Analyses were conducted with Stata 11.1 (StataCorp., 2009) on data weighted to the 2006 Current Population Survey (U.S. Census Bureau, 2006). The purpose of weighting is to correct for unequal probabilities of selection into the sample. A poststratification weight was applied to correct for nonresponse and adjust the sample to known Hispanic population distributions on demographic variables (education, age, and gender). A rst-order Taylor series linear approximation was used to account for the complex sampling design. Bivariate associations were assessed with chi-square statistics. Logistic regression was used to assess predictors of alcohol abuse and dependence. Based on previous findings of interactions involving border residence, age, and gender (Caetano et al., 2012), interactions between these variables were tested. Preliminary models were fit using the average of the 10 imputed income values, and final model estimates were obtained by combining estimates from analyses on each of the 10 imputed datasets using Rubin’s rules (Carlin et al., 2008; Rubin, 1987). All multivariate models were run with and without adjustment for alcohol consumption. Models that did not adjust for consumption differed in no substantive way from those that did. We report results for models that control for consumption. Predicting an alcohol problem index, such as alcohol abuse or dependence, while adjusting for consumption is an approach used in a broad range of studies on the sociocultural and environmental underpinnings of age, gender, and ethnic disparities in alcohol problems (e.g., see Caetano et al., 2011; Livingston and Room, 2009; Midanik et al., 1996; Selin, 2005). Group differences that remain after adjusting for alcohol consumption are also a key prediction of influential theoretical perspectives in alcohol research (e.g. Knupfer, 1984; Mäkelä, 1978).

RESULTS

Sample Description (weighted)

The gender distribution in the sample was almost equally split, with 51% being female (border: 53%; non-border: 48%). The border sample had a higher mean age (41.3 years versus 37.8 years in the non-border sample) and more than half of the respondents were married or lived with someone (border: 58.3%; non-border: 59.7%). Nearly half of the respondents had less than a high school education (border: 49.0%; non-border: 48.0%) and those in non-border areas were more likely to be employed part- or full-time (61.2% versus 45.4% among border residents). The mean annual income was $28,500 (SE = 2.0) for those on the border compared to $26,000 (SE = 1.2) for non-border residents.
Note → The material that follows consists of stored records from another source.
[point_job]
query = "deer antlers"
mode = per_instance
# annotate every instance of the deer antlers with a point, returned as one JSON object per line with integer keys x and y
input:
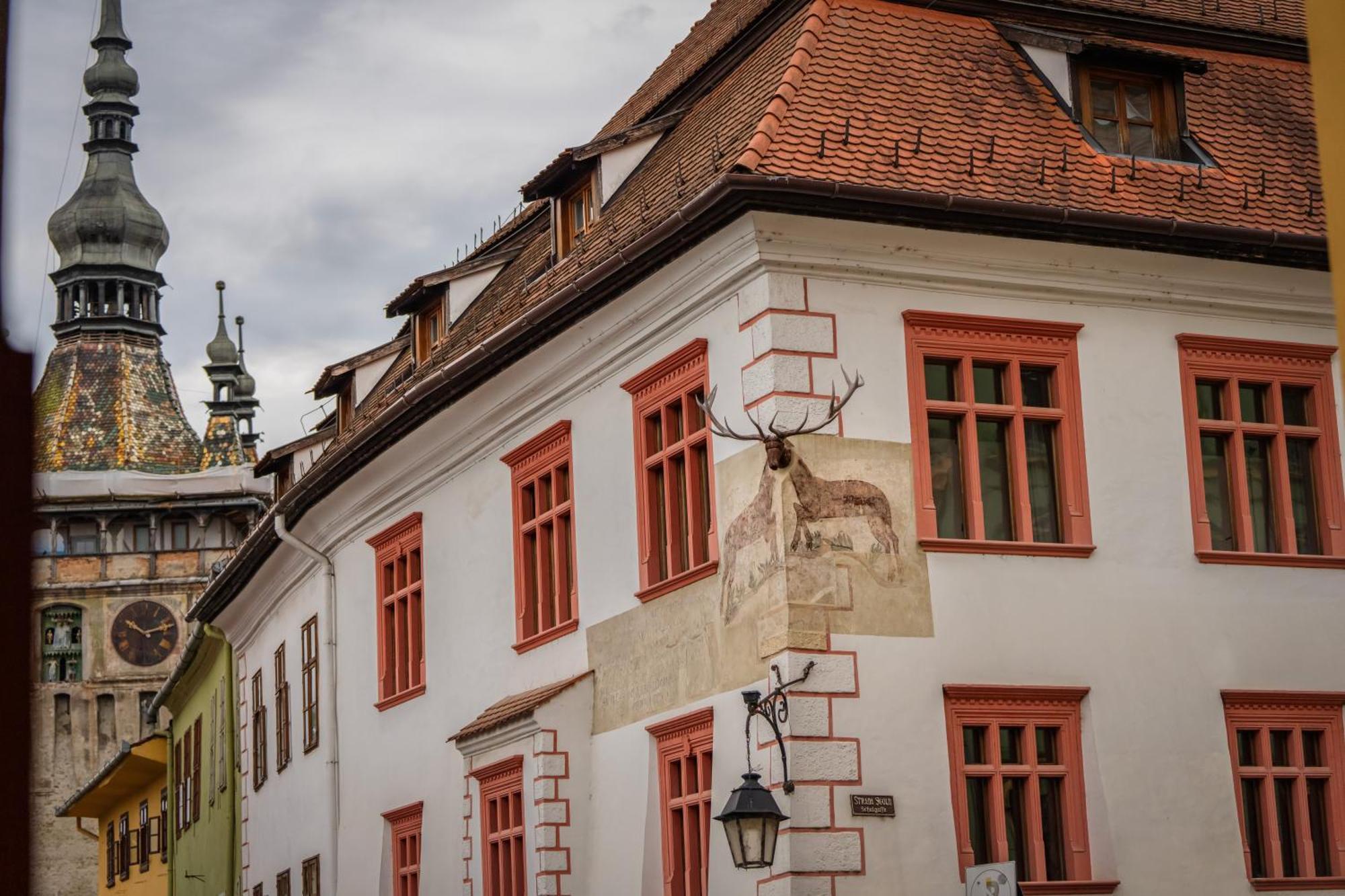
{"x": 773, "y": 436}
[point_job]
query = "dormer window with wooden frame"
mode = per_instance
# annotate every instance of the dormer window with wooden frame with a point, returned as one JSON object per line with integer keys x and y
{"x": 575, "y": 217}
{"x": 1130, "y": 114}
{"x": 430, "y": 330}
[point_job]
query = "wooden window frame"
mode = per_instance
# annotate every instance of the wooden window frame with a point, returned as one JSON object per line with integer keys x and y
{"x": 543, "y": 456}
{"x": 400, "y": 545}
{"x": 1163, "y": 100}
{"x": 1274, "y": 364}
{"x": 406, "y": 825}
{"x": 675, "y": 378}
{"x": 309, "y": 681}
{"x": 677, "y": 740}
{"x": 567, "y": 237}
{"x": 196, "y": 770}
{"x": 1028, "y": 706}
{"x": 259, "y": 732}
{"x": 1293, "y": 710}
{"x": 1011, "y": 342}
{"x": 311, "y": 876}
{"x": 502, "y": 782}
{"x": 283, "y": 743}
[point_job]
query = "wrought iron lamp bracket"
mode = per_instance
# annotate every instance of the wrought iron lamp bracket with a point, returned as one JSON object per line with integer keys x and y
{"x": 775, "y": 709}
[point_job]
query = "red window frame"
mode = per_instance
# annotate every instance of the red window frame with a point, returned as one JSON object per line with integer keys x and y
{"x": 407, "y": 848}
{"x": 670, "y": 434}
{"x": 687, "y": 770}
{"x": 1276, "y": 365}
{"x": 545, "y": 581}
{"x": 1282, "y": 721}
{"x": 989, "y": 708}
{"x": 1009, "y": 345}
{"x": 504, "y": 848}
{"x": 309, "y": 654}
{"x": 400, "y": 576}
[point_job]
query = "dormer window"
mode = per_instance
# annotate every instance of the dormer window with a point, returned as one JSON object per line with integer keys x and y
{"x": 576, "y": 216}
{"x": 1130, "y": 114}
{"x": 430, "y": 331}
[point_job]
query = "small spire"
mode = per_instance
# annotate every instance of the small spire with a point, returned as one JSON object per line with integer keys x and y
{"x": 221, "y": 349}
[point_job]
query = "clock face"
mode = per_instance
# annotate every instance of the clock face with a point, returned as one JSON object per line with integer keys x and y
{"x": 145, "y": 633}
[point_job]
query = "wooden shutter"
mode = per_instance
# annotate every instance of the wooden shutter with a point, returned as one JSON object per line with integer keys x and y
{"x": 196, "y": 772}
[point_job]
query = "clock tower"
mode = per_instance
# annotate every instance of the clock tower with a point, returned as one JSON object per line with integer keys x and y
{"x": 135, "y": 509}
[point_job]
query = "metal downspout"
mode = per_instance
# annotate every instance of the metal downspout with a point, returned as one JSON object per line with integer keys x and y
{"x": 290, "y": 538}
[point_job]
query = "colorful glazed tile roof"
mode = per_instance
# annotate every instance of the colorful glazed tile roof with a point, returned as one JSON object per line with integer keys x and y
{"x": 108, "y": 401}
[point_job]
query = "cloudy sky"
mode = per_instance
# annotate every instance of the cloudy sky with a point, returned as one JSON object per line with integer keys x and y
{"x": 315, "y": 154}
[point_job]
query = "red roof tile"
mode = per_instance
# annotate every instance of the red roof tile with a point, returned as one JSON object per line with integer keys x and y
{"x": 516, "y": 706}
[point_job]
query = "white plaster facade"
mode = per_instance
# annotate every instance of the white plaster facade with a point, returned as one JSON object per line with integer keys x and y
{"x": 1155, "y": 634}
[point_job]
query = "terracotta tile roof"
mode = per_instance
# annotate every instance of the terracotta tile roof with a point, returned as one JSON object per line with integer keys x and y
{"x": 868, "y": 75}
{"x": 516, "y": 706}
{"x": 108, "y": 401}
{"x": 1281, "y": 18}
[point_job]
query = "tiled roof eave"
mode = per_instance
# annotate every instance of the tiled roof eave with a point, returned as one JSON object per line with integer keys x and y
{"x": 726, "y": 198}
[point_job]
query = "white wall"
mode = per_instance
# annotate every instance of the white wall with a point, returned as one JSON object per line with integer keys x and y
{"x": 1152, "y": 631}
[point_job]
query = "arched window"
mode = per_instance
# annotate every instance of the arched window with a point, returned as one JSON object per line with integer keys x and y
{"x": 63, "y": 645}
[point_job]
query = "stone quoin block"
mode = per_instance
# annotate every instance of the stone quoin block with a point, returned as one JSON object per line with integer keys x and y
{"x": 832, "y": 673}
{"x": 553, "y": 813}
{"x": 814, "y": 334}
{"x": 770, "y": 291}
{"x": 551, "y": 764}
{"x": 777, "y": 373}
{"x": 818, "y": 760}
{"x": 793, "y": 411}
{"x": 808, "y": 806}
{"x": 824, "y": 850}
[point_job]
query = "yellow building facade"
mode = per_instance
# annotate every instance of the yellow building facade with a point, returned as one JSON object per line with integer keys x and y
{"x": 130, "y": 798}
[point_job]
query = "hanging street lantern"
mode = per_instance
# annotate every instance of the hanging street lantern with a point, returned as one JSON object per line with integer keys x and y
{"x": 753, "y": 818}
{"x": 753, "y": 822}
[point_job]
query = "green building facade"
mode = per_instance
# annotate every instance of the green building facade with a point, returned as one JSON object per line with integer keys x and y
{"x": 204, "y": 799}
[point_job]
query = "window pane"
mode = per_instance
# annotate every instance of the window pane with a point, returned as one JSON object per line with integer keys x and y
{"x": 1052, "y": 827}
{"x": 1016, "y": 823}
{"x": 1253, "y": 819}
{"x": 1296, "y": 403}
{"x": 974, "y": 744}
{"x": 1317, "y": 822}
{"x": 993, "y": 447}
{"x": 1303, "y": 495}
{"x": 1218, "y": 493}
{"x": 1280, "y": 748}
{"x": 1247, "y": 748}
{"x": 1011, "y": 744}
{"x": 1285, "y": 822}
{"x": 1105, "y": 97}
{"x": 1047, "y": 745}
{"x": 978, "y": 818}
{"x": 1139, "y": 103}
{"x": 942, "y": 380}
{"x": 1210, "y": 400}
{"x": 1313, "y": 748}
{"x": 1036, "y": 386}
{"x": 946, "y": 478}
{"x": 1039, "y": 439}
{"x": 1257, "y": 448}
{"x": 1108, "y": 135}
{"x": 1252, "y": 399}
{"x": 1141, "y": 140}
{"x": 988, "y": 384}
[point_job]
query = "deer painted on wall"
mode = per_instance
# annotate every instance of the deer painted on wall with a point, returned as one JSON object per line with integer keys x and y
{"x": 817, "y": 498}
Prevalence Rates of Abuse and Dependence by Age

There were no statistically significant differences by age in the prevalence of abuse for men and women within or between locations (Table 1). Notice, however, that among 18–29 year old men, the prevalence of abuse was almost 2 times higher among those on the border than among those off the border (9.0% and 5.1%, respectively). This pattern reversed for 50+ year olds (border: 2.2%; non-border: 7.7%). Among women, the prevalence of abuse was generally low and comparable across border and non-border locations for all age groups.

Table 1.

Prevalence of DSM-IV alcohol abuse and dependence by gender, location and age


Females Males

AUD Age group Non-border % (n) Border % (n) Non-border % (n) Border % (n)
Abuse Total 0.8 (644) 0.8 (721) 5.6 (634) 5.6 (558)
18–29 yrs 2.7 (190) 2.0 (148) 5.1 (225) 9.0 (170)
30–39 yrs 0.0 (221) 0.0 (149) 5.3 (179) 5.5 (100)
40–49 yrs 0.0 (126) 1.3 (140) 5.5 (129) 4.8 (99)
50+ yrs 0.0 (107) 0.0 (284) 7.7 (101) 2.2 (189)
Sig. ns ns ns ns

Dependence Total 2.1 (642) 3.6 (725) 15.2 (633) 15.3 (560)
18–29 yrs 1.7 (189) 6.4 (152) 18.8 (226) 24.0 (171)
30–39 yrs 2.1 (221) 4.3 (150) 16.8 (178) 13.1 (100)
40–49 yrs 2.9 (126) 4.4 (139) 11.4 (130) 15.1 (100)
50+ yrs 1.9 (106) 0.4 (284) 10.1 (99) 6.6 (189)
Sig. ns * ns **

Notes: Percentages are weighted; n = unweighted denominator; Sig. = Significance; significance shows the difference across age groups within the location; there was also a significant effect of border residency on dependence prevalence among 18–29 year old females, F(1,239) = 5.57, p = 0.02; ns = non-significance.

*

p < 0.05;

**

p < 0.01.

Tests of the effect of border residency on dependence prevalence in gender-age subgroups revealed a significant effect among 18–29 year old females (6.4% versus 1.7%; Table 1). An examination of the distribution of dependence by age within locations showed that age was significantly associated with dependence among men and women on the border but not among those off the border. Among those on the border, the rate of alcohol dependence decreased considerably in older age groups, especially for those 50 years of age and older. For example, between the youngest and oldest age groups, the prevalence of dependence decreased by a factor of 16 for women (6.4% to 0.4%) and by a factor of 3.6 for men (24.0% to 6.6%).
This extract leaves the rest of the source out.